I don’t knock the research at all, it’s very cool. But it has to be basically perfect for someone even slightly experienced to consider using, otherwise it will cause more frustration then time saving.

Closi · on Dec 30, 2021

> It takes literally tens of minutes to Learn SQL necessary to a single csv file

It might take you, as a programmer or technically literate person, tens of minutes to learn the SQL necessary to parse a csv file.

But I have met a whole raft of people that would firstly take much longer to learn enough SQL to get by, then would still need help when basic syntax error messages came up, and then would get frustrated before getting someone else to do basic analysis for them.

eof · on Dec 30, 2021

I have met those people to, but none of those people have ever had a csv file to run queries on.

Analysis has a lot of meanings. Getting basic facts (there are N rows that X) and selecting subsets of data are realistic analysis non technical people might do on csv files.

And I want to be clear that parsing a csv file with sqlite or MySQL is much more complex than learning “SELECT .. FROM .. WHERE” (with no joins!) when there is a tool like OPs that magically does the “parsing”.

Closi · on Dec 30, 2021

In reality, a basic query might be something like "Show me how many units of product code 010201 were sold each month this year", which actually isn't that easy to write in SQL (but very easy to express in plain English).

wswope · on Dec 30, 2021

> And I want to be clear that parsing a csv file with sqlite or MySQL is much more complex than learning “SELECT .. FROM .. WHERE” (with no joins!) when there is a tool like OPs that magically does the “parsing”.

Sqlite CSV import:

.mode csv

.import file.csv tablename

hgarg · on Dec 30, 2021

You mean like this? - https://leesaapp.com/

monkeydust · on Dec 30, 2021

Yes, thanks for sharing.

pjmlp · on Dec 30, 2021

Nice app, best of all no Electron needed.

tanin · on Dec 30, 2021

Welp, I was gonna post my web0 desktop Electron app for working with CSVs using SQL: https://superintendent.app

eatonphil · on Dec 30, 2021

Here's another one I'm working on [0]. Run it as a desktop Electron app or as a server/web app. There's also a serverless/in-memory web app demo running here [1].
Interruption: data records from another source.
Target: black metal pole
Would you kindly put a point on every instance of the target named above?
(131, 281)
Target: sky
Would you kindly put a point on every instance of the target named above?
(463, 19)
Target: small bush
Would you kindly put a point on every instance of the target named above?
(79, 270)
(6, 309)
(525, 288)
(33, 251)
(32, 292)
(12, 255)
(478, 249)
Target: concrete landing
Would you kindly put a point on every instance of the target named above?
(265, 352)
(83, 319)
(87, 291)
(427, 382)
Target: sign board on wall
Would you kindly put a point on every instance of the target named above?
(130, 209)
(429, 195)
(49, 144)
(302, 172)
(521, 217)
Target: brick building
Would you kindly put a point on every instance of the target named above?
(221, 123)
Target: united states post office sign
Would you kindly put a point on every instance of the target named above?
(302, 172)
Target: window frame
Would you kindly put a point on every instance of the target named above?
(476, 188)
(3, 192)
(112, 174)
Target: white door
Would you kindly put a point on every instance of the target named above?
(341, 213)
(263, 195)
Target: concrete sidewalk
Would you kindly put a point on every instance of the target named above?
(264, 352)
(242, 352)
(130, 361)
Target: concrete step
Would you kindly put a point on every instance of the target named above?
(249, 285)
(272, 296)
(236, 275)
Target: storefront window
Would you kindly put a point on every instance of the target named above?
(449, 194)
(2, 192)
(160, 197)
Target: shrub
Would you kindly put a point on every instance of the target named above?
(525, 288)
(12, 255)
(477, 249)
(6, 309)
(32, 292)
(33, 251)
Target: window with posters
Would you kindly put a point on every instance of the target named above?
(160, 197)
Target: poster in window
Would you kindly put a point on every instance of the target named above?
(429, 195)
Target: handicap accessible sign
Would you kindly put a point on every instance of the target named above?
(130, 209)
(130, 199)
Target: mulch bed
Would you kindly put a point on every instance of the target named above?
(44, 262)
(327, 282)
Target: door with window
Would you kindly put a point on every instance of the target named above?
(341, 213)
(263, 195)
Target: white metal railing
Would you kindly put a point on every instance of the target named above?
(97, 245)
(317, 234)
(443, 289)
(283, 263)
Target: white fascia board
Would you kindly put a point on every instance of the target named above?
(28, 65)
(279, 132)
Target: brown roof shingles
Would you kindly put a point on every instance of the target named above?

[0] https://github.com/multiprocessio/datastation

[1] https://app.datastation.multiprocess.io

mynameismon · on Dec 30, 2021

Similar: Microsoft LogParser (https://www.microsoft.com/en-in/download/details.aspx?id=246...)

fxj · on Dec 30, 2021

Love it! Could you also provide some options for decimal point data? Comma instead of period.

It would be great if I could use it as a kernel in JupyterLite!

pletnes · on Dec 30, 2021

There is a sqlite kernel for regular jupyter. Not sure about jupyterlite though.

stsourlidakis · on Dec 30, 2021

This is really good! Would be great if there was a way to rename the created tables!

Multrex · on Dec 30, 2021

Is it available as Docker Image?

cube00 · on Dec 30, 2021

Given it's a PWA couldn't you just install it and use it offline?